~30% of users were dropping off directly after signing up, let alone experienced the product in any way.
Before I joined Lingvist, I was eager to understand the product, even if understanding a foreign language really isn't one of my greater strengths. Quite quickly, I got a sense of the pain points. I also observed friends and colleagues trying it out, too. I noticed immediately people struggling to understand how to interact with the first card and questioned how they would learn. This wasn’t a great sign, so I went about fixing it.
Onboarding wasn’t exactly the top priority when I joined but after some gentle persuasion, I was given a budget to conduct some usability testing on new users. I invited colleagues to participate by taking notes during the sessions and recorded everything using Lookback. This way I could create a highlights reel to show the Exec team, and during our All Hands.

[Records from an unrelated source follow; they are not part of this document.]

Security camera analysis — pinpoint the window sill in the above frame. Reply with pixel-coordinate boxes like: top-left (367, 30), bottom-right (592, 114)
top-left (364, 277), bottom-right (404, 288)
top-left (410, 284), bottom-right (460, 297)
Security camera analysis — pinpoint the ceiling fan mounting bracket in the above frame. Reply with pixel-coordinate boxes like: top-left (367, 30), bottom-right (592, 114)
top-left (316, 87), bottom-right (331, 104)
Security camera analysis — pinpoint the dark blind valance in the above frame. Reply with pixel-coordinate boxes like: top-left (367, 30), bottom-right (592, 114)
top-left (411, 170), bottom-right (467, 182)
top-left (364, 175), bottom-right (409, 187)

A lot of usability issues were discovered during the sessions, especially after sign up - 5 out of 5 candidates all struggled to complete the first card and in one instance became visibly frustrated and very angry, before I rectified the situation. It was tough to see people struggling with our product but it was a real awakening for the company.
I also started to interview some of our existing users to get a better understanding of who they are, how they learn using Lingvist, pain points and when they reached the elusive "Aha!" moment.

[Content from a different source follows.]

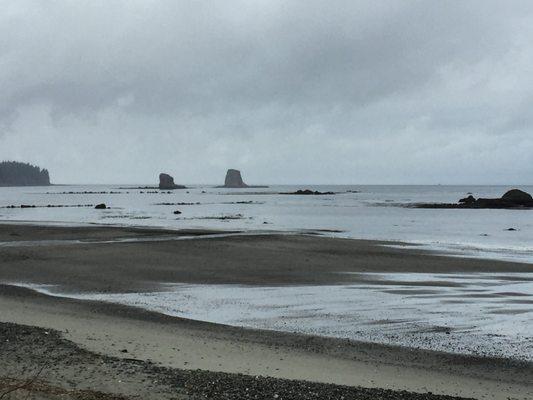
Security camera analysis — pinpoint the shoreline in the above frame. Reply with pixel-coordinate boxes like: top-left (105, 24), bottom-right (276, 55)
top-left (0, 220), bottom-right (533, 266)
top-left (0, 224), bottom-right (533, 399)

Equipped with enough data - qualitative and quantitative, I created a “Learner Journey Map”. The map would look at the current onboarding flow, goals we could measure against, look at messages outside of the product and pain points.
First problem to solve
We started at the obvious place - drop off after signing up. It’s better to build something around users’ expectations and mental models rather than forcing them to learn the system you’ve built. This was a tricky hurdle for us internally, as we want to make human learning faster. To achieve this the algorithm is designed to learn and adapt to your learning so users are learning and being tested at the same time, essentially.
This was difficult to communicate to our users and the initial onboarding process at that time was overlooked by our users.
After looking at other products and experimenting with a few ideas that didn’t work out, I went back to the drawing board. I thought about the different user scenarios of entering our product for the first time - same situation, different user personas:
- I know it
- I think I know it
- I don’t know it
This opened up my mind to start by asking the user if they know the word. If they say they know it, we show them where to type it. If they don’t know it, we can show them how to reveal the answer first and then type it.
We built the new onboarding flow on our Web app and conducted another usability test. This time 5 out of 5 participants completed the first card without any issues.
Then we released the new design as an AB test and overall the results were positive, especially for iOS.
For iOS, we saw a small 5% increase in Day 2 retention and a big positive increase in payment metrics (conversion up 29%, ARPU up 55%, ARPPU up 22%).
For Android, we saw a good 10% increase in Day 2 retention and a 10% increase in trial activations. However this increase in trial activations failed to funnel through to payment metrics - no changes there.